Riscos semelhantes à comunidade, aos usuários da rodovia BR-381 (Fernão Dias) e aos 1,5 milhão de consumidores de água da Barragem Rio Manso, da Copasa, a 8,5 quilômetros de distância e abastecida por afluentes que podem ser atingidos onde a mineração Morro do Ipê opera, em Brumadinho, a Barragem Quéias e a Barragem B1A Ipê, que não atestaram condições para comprovar que são estáveis.
A maior e mais preocupante é a Quéias, a menos de um quilômetro da Fernão Dias e a 5,5 quilômetros da Barragem de Rio Manso. A estrutura de retenção de rejeitos de minério de ferro tem 15 metros de altura e comporta volume de 75.000m3.
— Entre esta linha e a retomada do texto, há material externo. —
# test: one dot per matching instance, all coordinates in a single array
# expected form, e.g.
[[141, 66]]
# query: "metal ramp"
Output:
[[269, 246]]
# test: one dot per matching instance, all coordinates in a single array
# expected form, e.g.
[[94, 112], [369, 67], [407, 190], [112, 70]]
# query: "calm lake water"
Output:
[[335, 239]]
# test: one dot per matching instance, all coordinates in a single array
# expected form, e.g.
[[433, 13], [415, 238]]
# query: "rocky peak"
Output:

Atualmente, está em nível 2 de emergência, segundo a ANM, por passar por intervenções, mas que não sanaram ainda os problemas. A 500 me- tros dela está a B1A Ipê, com 37 metros de altura e 22.460m3 de rejeitos de minério de ferro. Esse barramento está em nível 1 de emergência, o que significa que precisa passar por intervenções para se tornar estável.
O terreno do bacharel em direito Luiz Fernando Barbosa de Araújo Abreu, de 53 anos, é vizinho das barragens B1A Ipê e Quéias, e a falta de informações é o que mais gera insegurança para ele e outros moradores. “A gente nunca tem informações sobre a estabilidade dessas barragens. Aí, não pode dormir direito sem saber se elas vão desabar em cima do que é nosso. A atividade em si já é um transtorno, soltando poeira, (explosões de) dinamites e deslocamentos de ar que fazem tremer a nossa casa”, disse.
Saiba Mais
O engenheiro, ambientalista e ex-superintendente do Ibama Júlio Grillo afirma que a situação é crítica. “Mais preocupante do que não conseguir atestar a estabilidade é a situação de mineradoras que se habituaram a não fornecer informações verídicas. Antes de Brumadinho, quem falava de risco era ridicularizado, pois todos os laudos atestavam estabilidade. Depois do rompimento, apareceram mais de 40 barragens em estado crítico. As minerações perderam a credibilidade”, critica. Segundo ele, o estado não está procurando saber se as informações são verdadeiras, e vidas correm perigo debaixo de estruturas sem garantia.
A reportagem procurou a Emicon Mine- ração e Terraplanagem por telefone, sem ser atendida, e por e-mail, também sem obter resposta. A atendente do escritório da mina sugeriu um contato pelo telefone 0800 da empresa, por meio do qual tampouco houve esclarecimento. A ANM também foi acionada, mas não se manifestou até o fechamento desta reportagem.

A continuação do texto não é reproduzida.